CoCoCo: Improving Text-Guided Video Inpainting for Better Consistency, Controllability and Compatibility
Bojia Zi1, Shihao Zhao2, Xianbiao Qi*5, Jianan Wang4, Yukai Shi3, Qianyu Chen1, Bin Liang1, Rong Xiao5, Kam-Fai Wong1, Lei Zhang4
* is corresponding author.
This is the inference code for our paper CoCoCo.
Orginal | The ocean, the waves ... | The ocean, the waves ... |
Orginal | The river with ice ... | The river with ice ... |
Orginal | Meteor streaking in the sky ... | Meteor streaking in the sky ... |
- Consistent text-guided video inpainting
- By using damped attention, we have decent inpainting visual content
- Higher text controlability
- We have better text controlability
- Personalized video inpainting
- We develop a training-free method to implement personalized video inpainting by leveraging personalized T2Is
- Gradio Demo using SAM2
- We use SAM2 to create Video Inpaint Anything
- Infinite Video Inpainting
- By using the slidding window, you are allowed to inpaint any length videos.
- Controlable Video Inpainting
- By composing with the controlnet, we find that we can inpaint controlable content in the given masked region
- More inpainting tricks will be released soon...
Before install the dependencies, you should check the following requirements to overcome the installation failure.
- You have a GPU with at least 24G GPU memory.
- Your CUDA with nvcc version is greater than 12.0.
- Your Pytorch version is greater than 2.4.
- Your gcc version is greater than 9.4.
- Your diffusers version is 0.11.1.
- Your gradio version is 3.40.0.
If you update your enviroments successfully, then try to install the dependencies by pip.
# Install the CoCoCo dependencies
pip3 install -r requirements.txt
# Compile the SAM2
pip3 install -e .
If everything goes well, I think you can turn to the next steps.
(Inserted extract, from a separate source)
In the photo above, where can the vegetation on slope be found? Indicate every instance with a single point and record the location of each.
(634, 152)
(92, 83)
Note that our method requires both parameters of SD1.5 inpainting and cococo.
-
The pretrained image inpainting model (Stable Diffusion Inpainting.)
-
The CoCoCo Checkpoints.
-
Warning: the runwayml delete their models and weights, so we must download the image inpainting model from other url.
-
After download, you should put these two models in two folders, the image inpainting folder should contains scheduler, tokenizer, text_encoder, vae, unet, the cococo folder should contain model_0.pth to model-3.pth
You can obtain mask by GroundingDINO or Track-Anything, or draw masks by yourself.
We release the gradio demo to use the SAM2 to implement Video Inpainting Anything. Try our Demo!
By running this code, you can simply get the video inpainting results.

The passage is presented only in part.